Le maire Jean-Yves Poirier apaise les inquiétudes

Ce qui devait s’avérer une assemblée plutôt houleuse s’est finalement transformé en un long fleuve plutôt tranquille, le 13 février dernier alors que la Ville de Saint-Polycarpe tenait sa séance publique du conseil municipal mensuel.

Le maire de Saint-Polycarpe, Jean-Yves Poirier, a remis en questions les règlements d’emprunts proposés en décembre dernier.

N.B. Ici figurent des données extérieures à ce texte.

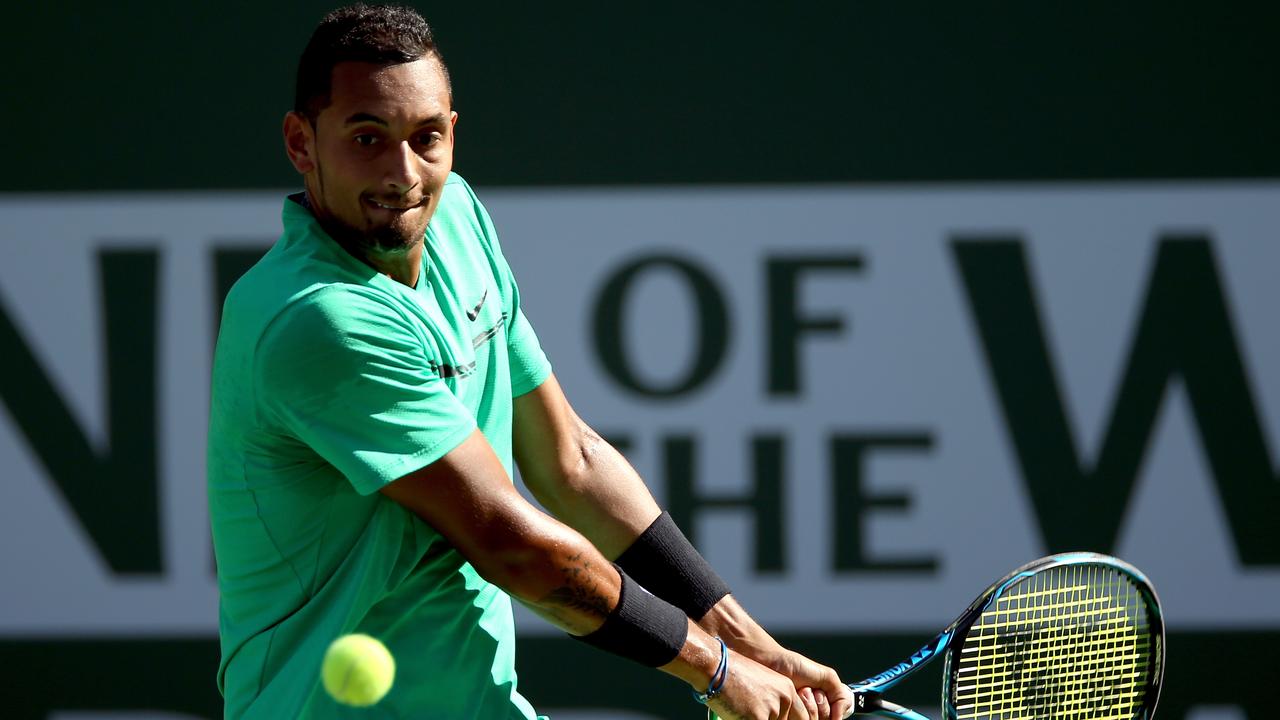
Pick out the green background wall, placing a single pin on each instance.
(176, 96)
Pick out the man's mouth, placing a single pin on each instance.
(397, 206)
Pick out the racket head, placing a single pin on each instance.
(1069, 636)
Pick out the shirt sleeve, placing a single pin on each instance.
(348, 376)
(529, 364)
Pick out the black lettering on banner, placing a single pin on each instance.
(853, 504)
(785, 322)
(713, 322)
(764, 501)
(1184, 333)
(110, 491)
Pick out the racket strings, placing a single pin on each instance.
(1066, 643)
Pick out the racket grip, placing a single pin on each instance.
(865, 701)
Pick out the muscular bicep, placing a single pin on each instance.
(469, 499)
(576, 474)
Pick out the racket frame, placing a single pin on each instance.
(868, 693)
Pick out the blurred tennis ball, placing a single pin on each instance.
(357, 670)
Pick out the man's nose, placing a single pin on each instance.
(403, 171)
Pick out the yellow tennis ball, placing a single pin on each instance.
(357, 670)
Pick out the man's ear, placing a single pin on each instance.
(300, 141)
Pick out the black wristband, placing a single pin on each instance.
(670, 566)
(641, 627)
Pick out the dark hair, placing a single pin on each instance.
(385, 35)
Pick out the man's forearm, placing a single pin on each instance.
(598, 495)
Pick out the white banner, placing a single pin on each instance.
(855, 350)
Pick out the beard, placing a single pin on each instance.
(393, 238)
(396, 237)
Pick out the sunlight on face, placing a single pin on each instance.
(383, 150)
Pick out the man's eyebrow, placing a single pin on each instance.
(365, 118)
(369, 118)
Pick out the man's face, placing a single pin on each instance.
(382, 151)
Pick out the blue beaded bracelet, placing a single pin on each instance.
(717, 683)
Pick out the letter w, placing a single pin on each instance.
(1184, 332)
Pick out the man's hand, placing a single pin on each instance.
(828, 697)
(754, 692)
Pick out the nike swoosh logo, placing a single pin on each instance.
(475, 311)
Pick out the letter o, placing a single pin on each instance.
(713, 333)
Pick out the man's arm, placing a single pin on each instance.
(586, 483)
(469, 499)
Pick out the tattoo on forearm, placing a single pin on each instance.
(579, 591)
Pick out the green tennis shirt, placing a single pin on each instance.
(329, 382)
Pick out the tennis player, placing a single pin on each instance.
(374, 381)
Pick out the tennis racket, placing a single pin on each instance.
(1068, 637)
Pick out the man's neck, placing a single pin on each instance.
(401, 265)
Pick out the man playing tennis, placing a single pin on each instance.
(374, 381)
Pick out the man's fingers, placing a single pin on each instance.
(810, 702)
(823, 705)
(798, 710)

C’est que la longue liste de règlements d’emprunt proposée lors du dépôt du dernier budget, afin de concrétiser un ensemble de projets, a eu l’heur de déplaire à plusieurs citoyens, lesquels étaient venus manifester leur mécontentement en cette veille de la Saint-Valentin.  On parle ici de projets pouvant totaliser une somme gravitant autour de 11 millions. Sans mentionner que les Polycarpiens s’étaient présentés le couteau entre les dents, disons que, comme le maire Jean-Yves Poirier l’a plutôt décrit, ils étaient venus avec quelques inquiétudes. Le maire a rapidement apaisé la grogne avant même que la séance commence.

D’entrée de jeu, Jean-Yves Poirier a mis carte sur table. « Il n’est pas question de reculer, mais j’arrête néanmoins le processus actuel qui sème l’inquiétude. Je veux que les citoyens soient à l’aise avec nos décisions. Je vote donc contre ces règlements d’emprunt dans leur forme actuel », a déclaré le maire de Saint-Polycarpe.

D’ailleurs, quatre de ces règlements, qui indisposent plusieurs citoyens étaient inscrits à l’ordre du jour de la séance. On parle d’emprunts pour un achat d’un camion incendie au montant de 585 000$, de celui de 3 670 613 $ pour la construction d’un bâtiment regroupant la caserne d’incendie et le garage municipal, d’un autre emprunt de 3 285 883 $ pour la mise à niveau des bureaux administratifs et d’un règlement pour un emprunt de 3 622 510 $ pour la réfection, l’entretien et la mise à niveau des infrastructures municipales. Lorsque le maire a proposé ces règlements, aucun conseiller ne les a appuyés. Une mise à mort dans les règles. Le maire a toutefois rappelé que tous ces règlements d’emprunt avaient été proposés à la population. Les gens pouvaient donc s’y opposer et signer le registre afin de les soumettre par voie de référendum. Pour chacun des règlements d’emprunt, le nombre requis de signature, soit 175, n’avait pas été atteint.

Le maire s’explique

Lorsqu’est venu le temps de parole accordé aux élus, le maire Jean-Yves Poirier y est allé d’un long plaidoyer de non culpabilité. « Comme il se doit, nous avons présenté les pires scénarios. Moi le premier, j’ai trouvé les prix demandés pour la réalisation de ces projets par trop démesurés. Ce sont des coûts que des professionnels proposent, firmes d’ingénierie ou autre. Mais il faut bien convenir que des investissements sont nécessaires. Le camion incendie a dépassé sa durée de vie utile, l’hôtel de ville a besoin de rénovations majeures afin de répondre aux normes, pour ne nommer que ces exemples », a indiqué le maire. Ce dernier a aussi abordé d’autres investissements nécessaires dans l’aréna et au niveau de la rue Legault, notamment. « Tous ces investissements sont susceptibles d’être éligibles à des subventions, mais je le répète, il faut toujours présenter les pires scénarios. Nous trouverons sûrement des solutions alternatives moins coûteuses. Nous vous reviendrons avec d’autres propositions », a justifié le premier citoyen.

Lors de la période de questions allouée aux citoyens, François Ringuette, l’un des plus farouches opposants a ces règlements d’emprunt, a félicité le maire pour ce recul. Cependant, il aimerait que, désormais, les citoyens soient mieux informés concernant les différentes orientations et décisions du conseil.